The CPI also clarified that D Raja had paid a visit to Justice Chelameswar in his personal capacity and not as a representative of the party. “Raja went (to Justice Chelameswar’s residence) in his personal capacity, not as a representative of the party,” CPI general secretary S Sudhakar Reddy said. D Raja too said that he paid a visit to the Supreme Court judge as he knew him from his student days.

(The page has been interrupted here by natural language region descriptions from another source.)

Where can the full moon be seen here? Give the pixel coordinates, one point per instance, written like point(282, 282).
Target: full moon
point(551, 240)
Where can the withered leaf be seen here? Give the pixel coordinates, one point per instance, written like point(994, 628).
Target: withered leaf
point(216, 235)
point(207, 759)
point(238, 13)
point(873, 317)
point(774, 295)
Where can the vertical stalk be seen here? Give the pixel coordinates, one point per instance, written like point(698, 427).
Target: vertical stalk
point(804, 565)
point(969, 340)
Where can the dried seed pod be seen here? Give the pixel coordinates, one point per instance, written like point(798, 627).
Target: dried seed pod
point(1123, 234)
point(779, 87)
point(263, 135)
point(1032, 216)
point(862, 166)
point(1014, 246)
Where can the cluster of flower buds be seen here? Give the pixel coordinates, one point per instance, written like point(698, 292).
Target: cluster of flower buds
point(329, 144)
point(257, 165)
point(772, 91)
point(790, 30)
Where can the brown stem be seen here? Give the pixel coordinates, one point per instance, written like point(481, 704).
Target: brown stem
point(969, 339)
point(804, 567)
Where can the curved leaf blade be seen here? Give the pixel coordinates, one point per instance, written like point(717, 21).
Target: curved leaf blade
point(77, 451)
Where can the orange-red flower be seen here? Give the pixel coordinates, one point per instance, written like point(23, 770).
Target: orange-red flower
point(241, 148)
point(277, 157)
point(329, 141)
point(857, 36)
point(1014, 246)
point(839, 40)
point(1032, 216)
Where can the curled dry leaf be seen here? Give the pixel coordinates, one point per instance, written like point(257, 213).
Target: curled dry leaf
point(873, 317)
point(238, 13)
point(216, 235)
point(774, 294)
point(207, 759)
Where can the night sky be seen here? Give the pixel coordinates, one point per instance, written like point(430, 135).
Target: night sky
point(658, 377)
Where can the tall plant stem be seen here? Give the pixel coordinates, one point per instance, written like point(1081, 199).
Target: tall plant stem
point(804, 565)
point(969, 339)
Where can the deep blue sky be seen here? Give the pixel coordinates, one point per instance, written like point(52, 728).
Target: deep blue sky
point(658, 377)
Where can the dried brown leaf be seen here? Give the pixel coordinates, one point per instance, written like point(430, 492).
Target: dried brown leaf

But insiders insist that Justice Chelameswar often provided access to law enforcement officials, politicians and certain lawyers for informal interactions and also approached four former CJIs regarding the transfer of High Court judges. And, sources confide, he was not above helping out friends. They cite the cases of Justice Chelameswar taking interest in delaying a sensitive case of a chief minister whom he visited in the All India Institute of Medical Sciences where he had been hospitalized, as well as a case of sexual harassment involving the brother of a sitting Supreme Court judge when he (Justice Chelameswar) was chief justice of the Gauhati High Court.

Incidentally, he is the only SC judge to have a heavy vehicle driving license.

Another grouse against Justice Chelameswar was that he had retired without hearing many petitions. In many of the cases, arguments had been carried out but judgments were pending.

During his tenure in the apex court, he took quite a bit of leave due to which cases had to be heard by a single-judge bench. He was infamous for his chronic absenteeism, often taking long family vacations and using the maximum perks allowed to a judge.

When he was chief justice in Guwahati, he made a family trip to Kolkata and was dissatisfied that the Calcutta High Court protocol department did not do any extra running around or pamper him up to his expectations. In retaliation, he ordered that the protocol department under the jurisdiction of the Gauhati High Court should deny all help and facilities to their Calcutta counterpart. Some judges staying in a VIP guest house in that area were requested to vacate.

One of the “perks” he allegedly availed of was a gift of two captured elephants from the wilderness, which were gifted then to temples. A case is still pending “against unknown persons” under various provisions of wildlife preservation laws.